About five feet from the water, the turtle fell forward into the sand, and for a second the men stopped shouting. At this moment, Jack ran forward, all the while looking at the Frenchman, and put his hand on the turtle’s head. Fawad pushed the boy, hard. “What are you doing?” he said. “What’s the matter with you?” By the time the boy picked himself up, Fawad had cut through the last of the netting and stepped away from the turtle. Jack could see its shell now. It was enormous and brown, like a map, and there was a little yellow sticker on it, which he had seen on turtles before. The turtle wasn’t moving. It lay in the sand, watching the people around it with its old, old eyes.

“Is it going to die?” the Portuguese woman asked.

“No, no, madam,” Fawad told her in English. “Very tired. Resting.” Then he made a motion with his hands, showing her how the turtle would escape. The Portuguese woman asked the Frenchman to take a picture of her with the dog and the turtle. Fawad stepped out of the frame.

“What’s that on its back?” the Frenchman asked, after he had given the woman her camera back.

Fawad searched for the right word for a few moments, and when he did not find it he said, “It is to find the turtle.” He made a globe with his hands. “Travel many miles, then come back each year to make eggs. See?” he said.

“I didn’t mean the tag,” the Frenchman said. He had got out his sketchbook and taken off his hat, which had left a red ring around the wisps of hair on his head. “I meant that thing on the shell, that split.”

That was when the boy saw it, and he wondered how he had missed it. The top of the shell, just below the neck, was jagged and cracked, open like a ravine. The edges were sharp and uneven, white-rimmed. Fawad leaned in to take a closer look, and when he stood back again he said, “Shark.” He said this without conviction.

“I told you there were sharks,” the young Spanish woman said, slapping her husband with her hat. “I told you they were lying when they said, ‘Oh, no sharks, madam, no sharks here.’ ”
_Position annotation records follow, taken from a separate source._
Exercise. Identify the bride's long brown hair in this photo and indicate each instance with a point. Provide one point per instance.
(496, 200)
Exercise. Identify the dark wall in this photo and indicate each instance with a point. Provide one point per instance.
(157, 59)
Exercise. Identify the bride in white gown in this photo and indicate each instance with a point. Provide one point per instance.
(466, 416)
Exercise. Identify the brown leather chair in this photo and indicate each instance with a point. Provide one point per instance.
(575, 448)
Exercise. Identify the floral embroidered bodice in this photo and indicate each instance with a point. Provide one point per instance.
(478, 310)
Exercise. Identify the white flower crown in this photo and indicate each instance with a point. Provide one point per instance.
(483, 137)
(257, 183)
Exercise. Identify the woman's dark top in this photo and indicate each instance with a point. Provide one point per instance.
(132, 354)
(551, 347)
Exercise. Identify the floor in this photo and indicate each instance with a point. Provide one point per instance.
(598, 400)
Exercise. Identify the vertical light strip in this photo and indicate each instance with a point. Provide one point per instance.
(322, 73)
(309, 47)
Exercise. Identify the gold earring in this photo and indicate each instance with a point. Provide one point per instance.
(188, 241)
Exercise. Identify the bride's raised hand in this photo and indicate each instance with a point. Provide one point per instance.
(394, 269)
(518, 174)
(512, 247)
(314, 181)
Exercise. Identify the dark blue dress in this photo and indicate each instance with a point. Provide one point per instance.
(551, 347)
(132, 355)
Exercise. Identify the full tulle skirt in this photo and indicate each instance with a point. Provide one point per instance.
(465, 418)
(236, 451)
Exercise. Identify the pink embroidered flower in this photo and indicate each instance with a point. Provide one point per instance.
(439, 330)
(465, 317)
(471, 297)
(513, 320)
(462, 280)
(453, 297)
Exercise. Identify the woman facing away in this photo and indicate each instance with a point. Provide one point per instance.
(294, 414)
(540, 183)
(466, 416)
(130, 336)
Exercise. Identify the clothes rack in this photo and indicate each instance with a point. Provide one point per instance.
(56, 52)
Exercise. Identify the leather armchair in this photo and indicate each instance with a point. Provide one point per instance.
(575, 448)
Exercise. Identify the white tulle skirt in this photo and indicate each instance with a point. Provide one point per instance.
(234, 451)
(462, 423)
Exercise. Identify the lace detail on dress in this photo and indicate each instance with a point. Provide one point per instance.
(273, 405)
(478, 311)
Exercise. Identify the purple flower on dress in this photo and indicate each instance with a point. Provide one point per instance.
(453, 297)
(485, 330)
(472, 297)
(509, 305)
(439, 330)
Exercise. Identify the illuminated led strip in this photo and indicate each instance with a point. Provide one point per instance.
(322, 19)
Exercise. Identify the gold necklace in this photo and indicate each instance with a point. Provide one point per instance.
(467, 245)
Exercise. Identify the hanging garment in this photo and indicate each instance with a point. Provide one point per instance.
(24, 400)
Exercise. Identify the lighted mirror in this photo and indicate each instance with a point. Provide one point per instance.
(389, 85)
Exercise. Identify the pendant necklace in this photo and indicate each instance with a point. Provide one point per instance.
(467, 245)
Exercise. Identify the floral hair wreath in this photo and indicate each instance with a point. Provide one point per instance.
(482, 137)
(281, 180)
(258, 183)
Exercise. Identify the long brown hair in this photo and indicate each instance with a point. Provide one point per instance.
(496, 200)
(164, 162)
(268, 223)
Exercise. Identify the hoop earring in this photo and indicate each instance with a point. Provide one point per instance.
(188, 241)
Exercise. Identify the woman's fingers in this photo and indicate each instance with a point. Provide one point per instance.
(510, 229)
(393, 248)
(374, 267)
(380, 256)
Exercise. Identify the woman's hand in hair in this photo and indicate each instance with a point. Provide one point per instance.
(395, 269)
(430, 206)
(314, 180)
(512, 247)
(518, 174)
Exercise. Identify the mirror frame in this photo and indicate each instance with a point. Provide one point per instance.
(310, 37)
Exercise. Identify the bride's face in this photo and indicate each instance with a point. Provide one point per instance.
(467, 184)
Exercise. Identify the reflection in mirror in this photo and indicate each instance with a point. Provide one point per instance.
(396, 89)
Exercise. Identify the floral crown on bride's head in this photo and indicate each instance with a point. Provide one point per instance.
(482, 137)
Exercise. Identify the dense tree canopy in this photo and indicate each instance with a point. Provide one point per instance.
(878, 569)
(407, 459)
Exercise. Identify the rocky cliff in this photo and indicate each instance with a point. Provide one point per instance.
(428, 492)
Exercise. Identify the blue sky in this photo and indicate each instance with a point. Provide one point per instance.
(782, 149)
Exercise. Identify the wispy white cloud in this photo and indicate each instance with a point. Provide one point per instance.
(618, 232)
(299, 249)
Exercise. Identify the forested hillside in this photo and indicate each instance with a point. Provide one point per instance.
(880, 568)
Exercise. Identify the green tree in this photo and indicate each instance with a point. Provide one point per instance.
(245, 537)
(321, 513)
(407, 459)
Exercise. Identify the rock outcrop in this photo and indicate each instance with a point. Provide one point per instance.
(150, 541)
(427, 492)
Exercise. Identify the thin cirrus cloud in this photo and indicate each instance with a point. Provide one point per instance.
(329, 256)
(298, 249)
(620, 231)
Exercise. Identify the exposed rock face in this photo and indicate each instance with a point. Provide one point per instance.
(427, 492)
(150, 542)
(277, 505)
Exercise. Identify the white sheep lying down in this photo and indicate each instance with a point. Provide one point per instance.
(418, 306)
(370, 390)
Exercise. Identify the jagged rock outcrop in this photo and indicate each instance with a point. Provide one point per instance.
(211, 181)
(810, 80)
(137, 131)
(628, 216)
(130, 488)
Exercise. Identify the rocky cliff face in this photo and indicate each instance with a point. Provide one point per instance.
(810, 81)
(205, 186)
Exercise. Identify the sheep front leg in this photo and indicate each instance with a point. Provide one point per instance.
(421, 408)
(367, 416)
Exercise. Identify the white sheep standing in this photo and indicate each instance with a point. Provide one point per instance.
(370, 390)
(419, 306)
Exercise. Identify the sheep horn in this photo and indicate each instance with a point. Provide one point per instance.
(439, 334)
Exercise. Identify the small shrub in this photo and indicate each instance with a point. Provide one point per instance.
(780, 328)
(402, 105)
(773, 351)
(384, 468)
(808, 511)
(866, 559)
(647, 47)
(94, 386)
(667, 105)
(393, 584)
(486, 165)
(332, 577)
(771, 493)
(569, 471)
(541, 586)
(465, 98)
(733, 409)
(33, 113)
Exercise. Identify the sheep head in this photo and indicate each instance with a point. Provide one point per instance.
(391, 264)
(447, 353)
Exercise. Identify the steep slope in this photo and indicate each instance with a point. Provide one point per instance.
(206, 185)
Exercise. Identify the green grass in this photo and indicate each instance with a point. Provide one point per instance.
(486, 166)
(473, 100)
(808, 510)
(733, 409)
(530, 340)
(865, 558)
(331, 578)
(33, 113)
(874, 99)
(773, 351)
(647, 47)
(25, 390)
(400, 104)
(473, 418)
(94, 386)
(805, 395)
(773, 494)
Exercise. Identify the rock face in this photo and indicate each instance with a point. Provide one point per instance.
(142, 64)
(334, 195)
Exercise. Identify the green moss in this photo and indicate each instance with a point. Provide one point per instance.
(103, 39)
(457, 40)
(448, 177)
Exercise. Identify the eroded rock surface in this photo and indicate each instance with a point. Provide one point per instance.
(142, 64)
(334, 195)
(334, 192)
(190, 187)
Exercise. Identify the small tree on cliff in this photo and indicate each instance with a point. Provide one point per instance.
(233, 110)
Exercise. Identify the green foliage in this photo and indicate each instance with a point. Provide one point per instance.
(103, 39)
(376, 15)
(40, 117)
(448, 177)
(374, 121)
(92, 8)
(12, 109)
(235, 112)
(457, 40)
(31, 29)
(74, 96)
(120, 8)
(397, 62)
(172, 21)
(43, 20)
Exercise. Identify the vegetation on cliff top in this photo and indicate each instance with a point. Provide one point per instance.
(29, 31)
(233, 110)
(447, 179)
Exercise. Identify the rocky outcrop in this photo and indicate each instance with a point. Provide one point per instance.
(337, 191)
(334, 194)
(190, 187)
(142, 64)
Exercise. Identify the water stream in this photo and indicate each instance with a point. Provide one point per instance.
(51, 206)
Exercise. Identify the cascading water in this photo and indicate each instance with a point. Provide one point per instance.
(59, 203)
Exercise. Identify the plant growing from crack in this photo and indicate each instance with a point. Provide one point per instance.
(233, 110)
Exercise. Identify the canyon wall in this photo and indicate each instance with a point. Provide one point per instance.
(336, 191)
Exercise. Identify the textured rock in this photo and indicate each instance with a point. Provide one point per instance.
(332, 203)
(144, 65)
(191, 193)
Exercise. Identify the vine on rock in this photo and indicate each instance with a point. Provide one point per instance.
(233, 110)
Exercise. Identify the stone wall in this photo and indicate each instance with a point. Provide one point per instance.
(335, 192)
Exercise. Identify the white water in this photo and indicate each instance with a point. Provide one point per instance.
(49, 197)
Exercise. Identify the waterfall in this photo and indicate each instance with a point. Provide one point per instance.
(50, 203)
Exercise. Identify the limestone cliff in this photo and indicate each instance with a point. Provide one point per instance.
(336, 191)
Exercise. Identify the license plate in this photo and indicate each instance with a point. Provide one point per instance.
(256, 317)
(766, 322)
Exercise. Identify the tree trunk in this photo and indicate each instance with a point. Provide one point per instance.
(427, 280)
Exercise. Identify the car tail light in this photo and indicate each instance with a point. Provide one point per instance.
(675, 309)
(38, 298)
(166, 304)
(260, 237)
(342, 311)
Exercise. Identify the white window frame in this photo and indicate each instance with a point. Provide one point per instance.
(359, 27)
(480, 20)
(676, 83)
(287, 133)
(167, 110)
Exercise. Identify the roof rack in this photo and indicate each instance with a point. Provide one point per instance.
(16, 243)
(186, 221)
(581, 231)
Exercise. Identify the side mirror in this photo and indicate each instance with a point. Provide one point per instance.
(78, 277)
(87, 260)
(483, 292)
But Jack knew, from the way Fawad smiled at him, that sharks had nothing to do with it, nothing at all. He knew from the way Fawad dusted off his hands and looked out to sea and then back at him, as the Frenchman began to sketch the turtle, and the Portuguese woman asked about turtle eggs, and the turtle started moving again and dropped down into the water, activating itself like a giant engine, and swam away.

Past the breakwater, out where the sea is as clear and bright as ice, is the ship that the atoll broke years ago, the waves dashing it against the rocks in a ragged bend on the eastern side of the lighthouse. It is an old ship, rusted gray and green, a Navy gunboat, and it lies on its flank like the eviscerated body of an enormous fish, its smooth glass-window eyes smashed in and crowded with darkness.

For Jack, the ship is the edge of the world, and it has sat there, on the lip of his knowledge, for as long as he can remember. He knows that other boats go beyond it, that far away there is the open sea. But, to Jack, there is the ship, and then nothing, and he knows that people do not swim to the ship or dive near it. They are not permitted; there are signs that tell them this, and the lifeguards will shout to swimmers who get too close. The swimmers come back without knowing why. But Jack knows. Fawad has told him all about the ship, which is the home of the water djinn.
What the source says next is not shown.